The Pogues were a group of IRA terrorists that decided to become a band after blowing up stuff became too dangerous. It was formed by weapons expert Peter "spiderman" Stacy who crawled up walls and planted bombs on bridges and Shane MacGowan who talked big but did not do any of the actual blowing up so they made him the singer.
Over a prolonged period of time they maintained a campaign of terror on the Dark Streets of London and their 2001 attack remains the subject of boogie stories and other fairytales in New York. They would regularly organise atrocities around St Patrick's Day and across the UK and Ireland.
edit Band Members
- Shane "FEKGERLSARSE" MacGowan - Lead Mumbling and Shuffling
- Spider "I'll stick this tinwhistle up yer arse" Stacy - Loud Noises
- Caitlín O'Elvis - A Woman
- James "I can tune my instrument, if you know what I mean" Fearnley - Large Organ
- Jem "couldn't hit a cow's arse with a banjo, and believe me, I've tried" Finer - Cow's Arse
- Andrew "If she bangs the drums, I'll smash her face in" Ranken - Raspberry and milk drumstick
edit First Albums
The Pogues first album was called Red Soda For Me, and provided a standard template and methodology for their latter works. Shane, in a drunken interview in 1992 stated "Yer alla bunchacunts......wer playin coz we fekkin hates ya". The Pogues had discovered that they could do much great damage to their intended victims through the use of musical instruments than they ever could through guns and incendiary devices. Their song Waxie's Dargle scared 200 British people to death as they they could not stand all the shouting at once.
Their next work was a concept album based on life in the British Navy called Sodomy, Sodomy and more Sodomy for good measure. Several songs were used later in the soundtrack for Brokeback Mountain II. Their original album art was deemed too horrific and sick to be shown in public so they changed the artwork to a picture of a nice boat instead.
They Pogues released a small album in between their 2nd and 3rd works. It was titled Sodomy in Motion, It's songs
- Bum the Girl
- A Gay Night In Soho
- The naked body of an American
- Fuck Me Noel Hill!
edit Next Albums
The band remained sober enough to record several albums including the Samuel Beckett inspired "If I Should Fall From Grace With Godot, When He Gets Here". Following a relaxation of the terrorist laws after the Good Friday Agreement, the Pogues undertook a tour of some of the most dire shiteholes in Northern England, which would inspire their 5th release "Hull's a Bitch".

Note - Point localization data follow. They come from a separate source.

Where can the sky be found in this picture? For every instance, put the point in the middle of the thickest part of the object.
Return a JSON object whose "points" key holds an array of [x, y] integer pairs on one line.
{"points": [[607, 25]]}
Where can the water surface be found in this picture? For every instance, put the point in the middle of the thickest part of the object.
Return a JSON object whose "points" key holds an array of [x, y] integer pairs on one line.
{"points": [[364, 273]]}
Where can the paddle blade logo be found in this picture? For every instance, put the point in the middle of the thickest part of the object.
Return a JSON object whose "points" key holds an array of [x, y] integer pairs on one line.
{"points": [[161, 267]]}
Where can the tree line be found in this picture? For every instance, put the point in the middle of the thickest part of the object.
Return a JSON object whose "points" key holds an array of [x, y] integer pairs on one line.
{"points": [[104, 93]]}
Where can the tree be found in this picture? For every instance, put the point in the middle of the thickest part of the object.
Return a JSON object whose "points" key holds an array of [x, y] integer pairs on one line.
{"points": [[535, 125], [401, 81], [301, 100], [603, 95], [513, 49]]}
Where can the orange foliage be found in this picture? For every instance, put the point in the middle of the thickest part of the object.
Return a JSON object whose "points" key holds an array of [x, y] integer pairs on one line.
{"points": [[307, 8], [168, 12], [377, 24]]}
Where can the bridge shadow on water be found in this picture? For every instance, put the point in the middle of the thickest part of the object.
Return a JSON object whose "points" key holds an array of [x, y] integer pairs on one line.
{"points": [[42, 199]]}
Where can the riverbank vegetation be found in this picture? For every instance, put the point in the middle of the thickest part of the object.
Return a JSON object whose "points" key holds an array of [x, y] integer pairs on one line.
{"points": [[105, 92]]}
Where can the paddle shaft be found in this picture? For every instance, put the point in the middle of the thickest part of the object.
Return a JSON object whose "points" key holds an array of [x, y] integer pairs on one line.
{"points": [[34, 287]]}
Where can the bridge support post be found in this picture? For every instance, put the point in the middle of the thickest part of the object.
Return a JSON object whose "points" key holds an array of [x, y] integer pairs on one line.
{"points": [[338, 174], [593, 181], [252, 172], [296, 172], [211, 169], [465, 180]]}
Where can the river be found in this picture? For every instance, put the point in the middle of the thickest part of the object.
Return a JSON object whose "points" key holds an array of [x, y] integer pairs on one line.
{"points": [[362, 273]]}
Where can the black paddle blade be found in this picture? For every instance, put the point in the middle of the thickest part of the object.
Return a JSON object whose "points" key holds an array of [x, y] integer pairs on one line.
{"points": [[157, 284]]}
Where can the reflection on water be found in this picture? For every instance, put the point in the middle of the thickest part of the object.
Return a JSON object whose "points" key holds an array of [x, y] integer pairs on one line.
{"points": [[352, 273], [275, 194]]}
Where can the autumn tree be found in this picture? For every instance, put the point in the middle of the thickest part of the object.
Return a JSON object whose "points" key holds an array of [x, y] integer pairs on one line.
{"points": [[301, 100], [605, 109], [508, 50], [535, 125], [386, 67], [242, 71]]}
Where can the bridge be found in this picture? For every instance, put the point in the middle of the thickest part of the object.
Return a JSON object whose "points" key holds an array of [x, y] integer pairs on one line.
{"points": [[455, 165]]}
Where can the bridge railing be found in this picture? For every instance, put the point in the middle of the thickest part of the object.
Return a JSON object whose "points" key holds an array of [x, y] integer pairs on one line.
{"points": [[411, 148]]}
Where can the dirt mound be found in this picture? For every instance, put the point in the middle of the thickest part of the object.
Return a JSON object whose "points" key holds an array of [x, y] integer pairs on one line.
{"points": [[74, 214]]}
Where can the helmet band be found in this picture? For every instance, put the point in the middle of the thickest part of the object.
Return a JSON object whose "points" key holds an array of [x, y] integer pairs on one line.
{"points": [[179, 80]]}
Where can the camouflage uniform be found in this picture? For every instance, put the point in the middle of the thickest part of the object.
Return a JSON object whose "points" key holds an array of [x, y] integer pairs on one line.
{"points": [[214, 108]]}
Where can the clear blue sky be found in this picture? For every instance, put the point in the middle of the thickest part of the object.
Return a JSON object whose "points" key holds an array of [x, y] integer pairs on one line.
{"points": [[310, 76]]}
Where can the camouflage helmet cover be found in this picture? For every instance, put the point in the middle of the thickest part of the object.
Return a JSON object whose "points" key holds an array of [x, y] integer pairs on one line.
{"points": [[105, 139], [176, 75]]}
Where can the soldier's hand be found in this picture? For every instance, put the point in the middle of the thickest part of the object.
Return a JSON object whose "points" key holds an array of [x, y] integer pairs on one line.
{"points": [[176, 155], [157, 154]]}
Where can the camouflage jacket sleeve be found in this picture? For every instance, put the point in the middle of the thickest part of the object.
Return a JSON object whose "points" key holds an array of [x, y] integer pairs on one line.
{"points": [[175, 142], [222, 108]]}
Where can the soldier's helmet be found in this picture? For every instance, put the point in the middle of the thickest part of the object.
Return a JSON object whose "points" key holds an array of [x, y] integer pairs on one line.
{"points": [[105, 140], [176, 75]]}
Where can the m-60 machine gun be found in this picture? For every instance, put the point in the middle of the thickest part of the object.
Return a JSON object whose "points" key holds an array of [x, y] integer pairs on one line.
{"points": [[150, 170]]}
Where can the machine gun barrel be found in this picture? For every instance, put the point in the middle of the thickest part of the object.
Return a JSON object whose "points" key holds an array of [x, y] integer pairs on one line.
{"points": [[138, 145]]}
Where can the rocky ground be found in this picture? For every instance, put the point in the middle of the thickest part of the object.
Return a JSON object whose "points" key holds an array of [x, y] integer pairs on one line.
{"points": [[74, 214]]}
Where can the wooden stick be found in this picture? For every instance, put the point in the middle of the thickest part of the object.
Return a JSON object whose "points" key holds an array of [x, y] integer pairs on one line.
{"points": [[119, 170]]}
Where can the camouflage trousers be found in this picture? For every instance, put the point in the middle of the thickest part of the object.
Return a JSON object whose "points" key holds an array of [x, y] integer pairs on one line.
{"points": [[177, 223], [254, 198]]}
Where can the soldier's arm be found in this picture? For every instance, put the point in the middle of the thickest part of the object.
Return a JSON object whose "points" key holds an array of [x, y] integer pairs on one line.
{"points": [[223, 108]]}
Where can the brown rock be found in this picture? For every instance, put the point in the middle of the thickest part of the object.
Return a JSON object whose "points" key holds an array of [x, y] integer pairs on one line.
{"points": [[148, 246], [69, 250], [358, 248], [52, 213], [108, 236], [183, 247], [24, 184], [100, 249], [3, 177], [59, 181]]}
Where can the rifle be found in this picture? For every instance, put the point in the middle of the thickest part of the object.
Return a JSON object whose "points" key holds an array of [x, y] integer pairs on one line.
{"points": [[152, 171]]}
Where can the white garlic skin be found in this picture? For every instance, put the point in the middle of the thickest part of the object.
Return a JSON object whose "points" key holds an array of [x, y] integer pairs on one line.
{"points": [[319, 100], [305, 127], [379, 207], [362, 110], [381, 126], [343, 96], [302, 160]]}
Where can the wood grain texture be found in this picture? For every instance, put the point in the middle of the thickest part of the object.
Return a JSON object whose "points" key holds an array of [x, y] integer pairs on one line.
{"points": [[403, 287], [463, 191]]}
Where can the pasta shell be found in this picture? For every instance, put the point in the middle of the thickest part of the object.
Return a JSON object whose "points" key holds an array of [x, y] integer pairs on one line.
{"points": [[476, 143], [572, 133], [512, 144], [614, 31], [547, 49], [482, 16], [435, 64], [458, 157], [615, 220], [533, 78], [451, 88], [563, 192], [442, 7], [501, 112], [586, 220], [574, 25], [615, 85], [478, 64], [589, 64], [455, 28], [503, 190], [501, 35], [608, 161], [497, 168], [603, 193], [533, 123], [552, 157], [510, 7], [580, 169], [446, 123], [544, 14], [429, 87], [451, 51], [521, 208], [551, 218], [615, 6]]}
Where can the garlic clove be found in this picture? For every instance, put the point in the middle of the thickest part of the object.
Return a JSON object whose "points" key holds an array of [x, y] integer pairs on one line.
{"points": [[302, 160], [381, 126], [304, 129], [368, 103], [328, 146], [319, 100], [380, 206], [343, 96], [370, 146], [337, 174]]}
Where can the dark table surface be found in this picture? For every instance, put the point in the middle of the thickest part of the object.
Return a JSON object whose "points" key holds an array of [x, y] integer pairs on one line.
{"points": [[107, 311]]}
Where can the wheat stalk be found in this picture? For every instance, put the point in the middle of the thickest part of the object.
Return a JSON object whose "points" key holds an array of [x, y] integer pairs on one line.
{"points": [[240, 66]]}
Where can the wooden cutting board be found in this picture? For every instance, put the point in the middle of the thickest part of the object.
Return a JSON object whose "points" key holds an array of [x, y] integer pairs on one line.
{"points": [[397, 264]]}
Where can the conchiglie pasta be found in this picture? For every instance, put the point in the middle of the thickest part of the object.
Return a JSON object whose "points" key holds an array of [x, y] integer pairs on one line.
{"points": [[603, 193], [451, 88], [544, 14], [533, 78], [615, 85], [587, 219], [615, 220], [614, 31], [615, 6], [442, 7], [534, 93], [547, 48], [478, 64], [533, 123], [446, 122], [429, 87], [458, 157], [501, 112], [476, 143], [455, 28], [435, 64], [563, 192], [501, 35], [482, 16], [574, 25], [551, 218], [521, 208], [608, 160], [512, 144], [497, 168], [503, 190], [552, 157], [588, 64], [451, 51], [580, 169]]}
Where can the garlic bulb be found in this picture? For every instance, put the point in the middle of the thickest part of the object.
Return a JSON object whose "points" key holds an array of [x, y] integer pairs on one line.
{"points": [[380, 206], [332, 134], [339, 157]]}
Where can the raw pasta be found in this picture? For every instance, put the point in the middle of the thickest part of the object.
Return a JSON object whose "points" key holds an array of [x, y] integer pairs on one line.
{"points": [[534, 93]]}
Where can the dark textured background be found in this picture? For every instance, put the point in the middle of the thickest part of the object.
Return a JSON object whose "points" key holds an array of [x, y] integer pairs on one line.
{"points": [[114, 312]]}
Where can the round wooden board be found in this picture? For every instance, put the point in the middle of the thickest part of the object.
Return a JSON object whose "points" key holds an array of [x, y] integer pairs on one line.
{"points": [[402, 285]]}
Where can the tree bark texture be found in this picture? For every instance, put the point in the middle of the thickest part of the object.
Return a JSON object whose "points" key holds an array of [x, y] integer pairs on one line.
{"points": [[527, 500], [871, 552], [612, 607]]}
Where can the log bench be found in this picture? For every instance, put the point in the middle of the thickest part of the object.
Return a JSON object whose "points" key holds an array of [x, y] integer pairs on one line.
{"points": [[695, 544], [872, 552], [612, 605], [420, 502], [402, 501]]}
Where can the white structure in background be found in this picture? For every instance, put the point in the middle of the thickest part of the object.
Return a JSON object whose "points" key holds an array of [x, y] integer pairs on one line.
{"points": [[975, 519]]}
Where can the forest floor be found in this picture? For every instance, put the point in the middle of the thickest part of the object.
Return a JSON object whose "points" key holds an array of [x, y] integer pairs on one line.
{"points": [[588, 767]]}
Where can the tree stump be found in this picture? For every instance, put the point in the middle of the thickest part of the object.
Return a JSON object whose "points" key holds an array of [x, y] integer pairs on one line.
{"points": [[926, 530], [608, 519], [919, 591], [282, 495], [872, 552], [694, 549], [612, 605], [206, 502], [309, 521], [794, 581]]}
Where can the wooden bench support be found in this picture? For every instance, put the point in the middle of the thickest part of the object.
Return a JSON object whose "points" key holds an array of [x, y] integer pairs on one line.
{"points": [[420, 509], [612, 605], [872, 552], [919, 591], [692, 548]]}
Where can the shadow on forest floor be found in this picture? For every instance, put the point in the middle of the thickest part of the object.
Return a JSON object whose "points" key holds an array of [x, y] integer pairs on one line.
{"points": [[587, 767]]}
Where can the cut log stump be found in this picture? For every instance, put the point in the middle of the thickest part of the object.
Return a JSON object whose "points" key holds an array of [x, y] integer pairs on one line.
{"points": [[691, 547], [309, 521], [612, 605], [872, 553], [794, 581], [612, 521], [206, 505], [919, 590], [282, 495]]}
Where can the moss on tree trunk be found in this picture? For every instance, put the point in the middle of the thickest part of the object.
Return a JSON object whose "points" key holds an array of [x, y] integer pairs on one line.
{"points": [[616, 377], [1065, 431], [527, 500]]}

After Their fifth album Shane MacGowan- tired of having the mickey taken out of him because he never blew stuff up- organised a terrorist act on canary wharf. Unfortunately, before he got there, he drunkenly fell in front of a train to West Rieclip. As MacGowan was now just a wreck, the other members of the Pogueschucked him out of the band. They replaced him with the thickheaded singer of Punk band The Matching: Joe Stroppy. After The Pogues, MacGowan joined The Pope in the Vatican and made 2 new albums: The Serpent and The Crock of Gold, Frankincense and Muir.
The remaining Pogues then made 2 albums without Shane that nobody gave a shit about. The 6th one being Waiting for somebody to make a song now Shane's fucked off was their worst album so far. it contained the song It's a fucking Tuesday Morning which was their last song to get a nice word said about it.
The Pogues' last album was called Pogue Mahone! which stood for We're pretending to be Irish in English.
After reforming the band in 2004 The Pogues have talked about an 8th album with songs such as "How is Shane still alive?", "Are we Irish?" and "Twinkle twinkle little star". The name of the album has not been decided yet, but Spider Stacy has said that the favourite title at the moment is "We Drink Diet Coke Now!"